The GPU will play nice with deep-learning machines, where algorithms work by correlating and classifying huge chunks of data. A myriad of technical areas could benefit from the speed boost, from drones that need to identify objects to self-driving cars and robots. By fitting the gadgets and devices with the P100, the learning time and performance could see a massive improvement.

Nvidia already supplies GPUs for supercomputers: two of the world's best computing machines already run on graphics cards from the manufacturer, according to a report from Top500.

The new P100 brings to the table unprecedented performance that is north of 21.2 teraflops, which is enabled by the device's 15 billion transistors. The OEM used the 16-nanometer FinFET process to reach the peak performance. In addition, the chips are stacked on top each other, which makes room for a lot of features.

The High-Bandwidth Memory 2 (HBM2) packs a bandwidth of 256 Gbps, making it twice as fast as the previous version. Thanks to the novel NVLink interface, data transfers of up to 160 Gbps are enabled. In comparison, PCI-Express cards offer only 20 percent of the speed.

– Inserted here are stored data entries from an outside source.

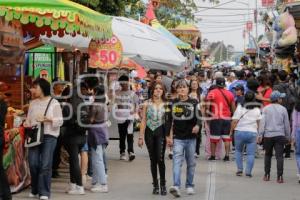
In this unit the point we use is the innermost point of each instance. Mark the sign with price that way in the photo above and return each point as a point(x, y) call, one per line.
point(105, 54)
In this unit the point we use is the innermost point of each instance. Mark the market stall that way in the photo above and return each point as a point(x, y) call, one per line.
point(21, 24)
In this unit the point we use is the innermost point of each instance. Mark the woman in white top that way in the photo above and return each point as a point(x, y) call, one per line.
point(40, 157)
point(245, 123)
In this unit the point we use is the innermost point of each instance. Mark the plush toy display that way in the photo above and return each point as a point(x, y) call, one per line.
point(286, 23)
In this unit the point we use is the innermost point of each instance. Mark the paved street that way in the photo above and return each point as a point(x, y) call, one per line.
point(214, 181)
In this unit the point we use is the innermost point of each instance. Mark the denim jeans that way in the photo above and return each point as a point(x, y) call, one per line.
point(184, 149)
point(99, 176)
point(245, 139)
point(40, 160)
point(297, 140)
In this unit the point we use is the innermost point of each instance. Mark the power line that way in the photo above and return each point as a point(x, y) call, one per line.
point(221, 31)
point(229, 15)
point(216, 6)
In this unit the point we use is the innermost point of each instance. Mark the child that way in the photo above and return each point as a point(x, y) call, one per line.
point(296, 134)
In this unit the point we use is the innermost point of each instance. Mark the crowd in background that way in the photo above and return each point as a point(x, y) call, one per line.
point(242, 111)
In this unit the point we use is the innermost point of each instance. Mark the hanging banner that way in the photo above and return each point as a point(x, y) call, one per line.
point(42, 62)
point(267, 3)
point(105, 54)
point(249, 26)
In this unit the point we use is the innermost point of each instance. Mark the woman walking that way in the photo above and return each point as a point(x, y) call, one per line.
point(154, 127)
point(4, 189)
point(195, 93)
point(296, 134)
point(98, 140)
point(275, 129)
point(245, 124)
point(47, 110)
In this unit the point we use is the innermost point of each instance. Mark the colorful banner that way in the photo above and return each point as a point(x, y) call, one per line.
point(42, 62)
point(267, 3)
point(105, 54)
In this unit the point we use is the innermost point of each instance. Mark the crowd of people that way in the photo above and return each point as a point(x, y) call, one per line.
point(236, 110)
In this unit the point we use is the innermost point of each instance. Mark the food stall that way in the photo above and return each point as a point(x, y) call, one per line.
point(21, 25)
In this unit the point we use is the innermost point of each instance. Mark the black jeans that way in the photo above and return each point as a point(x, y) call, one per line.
point(123, 133)
point(4, 186)
point(57, 151)
point(73, 146)
point(156, 145)
point(276, 143)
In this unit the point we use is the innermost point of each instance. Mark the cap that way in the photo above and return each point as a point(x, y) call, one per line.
point(239, 87)
point(220, 82)
point(276, 95)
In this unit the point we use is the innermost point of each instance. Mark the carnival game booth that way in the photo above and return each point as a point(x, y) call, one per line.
point(22, 22)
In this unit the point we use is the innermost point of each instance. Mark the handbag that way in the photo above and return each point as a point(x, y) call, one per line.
point(35, 134)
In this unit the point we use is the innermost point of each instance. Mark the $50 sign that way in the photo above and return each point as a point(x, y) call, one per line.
point(105, 54)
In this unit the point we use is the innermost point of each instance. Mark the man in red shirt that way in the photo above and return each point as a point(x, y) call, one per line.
point(221, 106)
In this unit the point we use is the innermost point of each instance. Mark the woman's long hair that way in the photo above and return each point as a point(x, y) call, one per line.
point(164, 90)
point(198, 89)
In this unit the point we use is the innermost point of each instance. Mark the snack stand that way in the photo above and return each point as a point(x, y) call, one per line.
point(21, 25)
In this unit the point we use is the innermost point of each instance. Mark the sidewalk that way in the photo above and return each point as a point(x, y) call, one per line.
point(214, 181)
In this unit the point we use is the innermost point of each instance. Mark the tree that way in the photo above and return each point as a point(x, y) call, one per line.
point(128, 8)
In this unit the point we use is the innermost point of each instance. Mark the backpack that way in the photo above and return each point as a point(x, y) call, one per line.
point(291, 96)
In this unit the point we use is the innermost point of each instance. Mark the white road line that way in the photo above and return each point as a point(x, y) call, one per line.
point(211, 181)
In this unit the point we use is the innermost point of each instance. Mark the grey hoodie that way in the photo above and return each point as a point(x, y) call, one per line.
point(275, 122)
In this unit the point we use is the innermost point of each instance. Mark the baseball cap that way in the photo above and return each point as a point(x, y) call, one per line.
point(220, 82)
point(239, 87)
point(276, 95)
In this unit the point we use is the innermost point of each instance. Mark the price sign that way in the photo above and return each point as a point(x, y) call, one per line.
point(105, 54)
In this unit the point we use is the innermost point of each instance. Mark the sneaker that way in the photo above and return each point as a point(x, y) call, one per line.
point(131, 156)
point(71, 186)
point(79, 190)
point(212, 158)
point(174, 190)
point(239, 173)
point(55, 174)
point(123, 156)
point(280, 179)
point(226, 159)
point(33, 195)
point(190, 191)
point(99, 188)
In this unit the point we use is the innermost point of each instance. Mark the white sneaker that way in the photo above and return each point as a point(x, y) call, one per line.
point(190, 191)
point(71, 186)
point(99, 188)
point(33, 195)
point(123, 156)
point(174, 190)
point(79, 190)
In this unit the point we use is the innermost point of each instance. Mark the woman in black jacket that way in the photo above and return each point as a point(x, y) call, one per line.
point(4, 186)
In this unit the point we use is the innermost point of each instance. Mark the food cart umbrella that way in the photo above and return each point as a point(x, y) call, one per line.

Some tech experts wonder if the servers will play nice with NVLink. IBM claims that its Power architecture is NVLink ready, but Intel's servers require PCI-Express connections to hook up graphics cards to motherboards.

Check out the details regarding Pascal's significant abilities on Nvidia's official developer page.

Previous rumors regarding the ultra-fast graphics card surfaced during this year's CES event, when Nvidia touted the future Tesla GPU.